The prevalence of R. conorii israelensis was 28.57% (28.57%; 95% CI 15.92–41.22) of 49 sequenced positive samples in Kerman Province (Jiroft County only). According to sequencing and BLAST analysis in GenBank, the gltA gene sequence in all positive samples for R. conorii israelensis, except for the J6GG sample, was identical (matched 100%) to each other, with 100% similarity with the sequence of human clinical cases reported for this bacteria from Kerman Province. The J6GG sample had only one nucleotide difference in sequence with the other samples of R. conorii israelensis obtained in this study (Fig. 2). In addition, the sequence obtained for the ompA gene for all positive samples of R. conorii israelensis was exactly similar to each other and had 100% similarity (matched 100%) with the sequence of human clinical cases reported for this bacterium from Kerman Province (Fig. 3).

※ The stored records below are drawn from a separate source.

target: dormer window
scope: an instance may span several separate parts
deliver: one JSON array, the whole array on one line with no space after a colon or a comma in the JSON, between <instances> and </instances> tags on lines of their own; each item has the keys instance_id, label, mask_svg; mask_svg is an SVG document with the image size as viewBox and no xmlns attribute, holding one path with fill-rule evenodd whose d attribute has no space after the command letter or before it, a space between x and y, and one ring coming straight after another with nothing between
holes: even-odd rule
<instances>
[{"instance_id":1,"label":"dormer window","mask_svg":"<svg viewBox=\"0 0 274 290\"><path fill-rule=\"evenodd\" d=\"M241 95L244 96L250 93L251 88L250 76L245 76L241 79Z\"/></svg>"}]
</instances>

Phylogenetic tree diagram of gltA gene, extracted from bioinformatics analysis
Phylogenetic tree diagram of ompA gene, extracted from bioinformatics analysis
The prevalence of R. sibirica was 20.41% (20.41%; 95% CI 9.12–31.70) of 49 sequenced positive samples in Kerman Province (Zarand County only). According to the sequencing and BLAST analysis in GenBank, the obtained sequences of the gltA gene of all samples related to this species (Z1G, Z3C, Z3E, Z3CC, Z5D, Z5H, Z6B, Z6G, and Z8D), except for the Z2I sample in this study, had the same sequence (matched 100%) (Fig. 2). In addition, according to sequencing and analysis of the ompA gene sequence, all R. sibirica samples in this study were similar to each other (matched 100%) (Fig. 3).

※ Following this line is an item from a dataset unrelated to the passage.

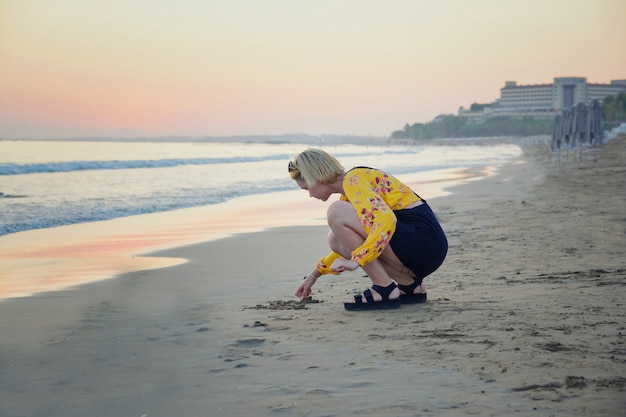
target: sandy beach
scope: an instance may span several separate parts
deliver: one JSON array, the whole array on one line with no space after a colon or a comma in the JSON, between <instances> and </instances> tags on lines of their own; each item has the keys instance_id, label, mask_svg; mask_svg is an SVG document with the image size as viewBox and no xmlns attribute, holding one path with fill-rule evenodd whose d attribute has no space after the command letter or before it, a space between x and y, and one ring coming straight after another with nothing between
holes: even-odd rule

The prevalence of R. aeschlimannii was 48.98% (48.98%; 95%CI 34.99–62.97) of 49 sequenced positive samples in Kerman Province (Zarand County only). According to the sequencing and sequence analysis of the gltA gene, the sequences of all samples of R. aeschlimannii in this study were exactly similar (matched 100%) to each other (Fig. 2). Also, Z4G and Z2D samples had 100% identical sequences in ompA gene and sequences of these two samples had very little different from other identified R. aeschlimannii in this study (Fig. 3).
The prevalence of R. helvetica was 2.04% (2.04%; 95% CI 0–6) in the 49 sequenced positive samples from Kerman Province (Zarand County only). The sequence of a single positive sample of R. helvetica was the same as that recorded for the gltA gene in GenBank (100%match) (Fig. 2). In addition, due to the absence of the ompA gene in R. helvetica, the amplification result for single positive sample in our study was negative (Fig. 3).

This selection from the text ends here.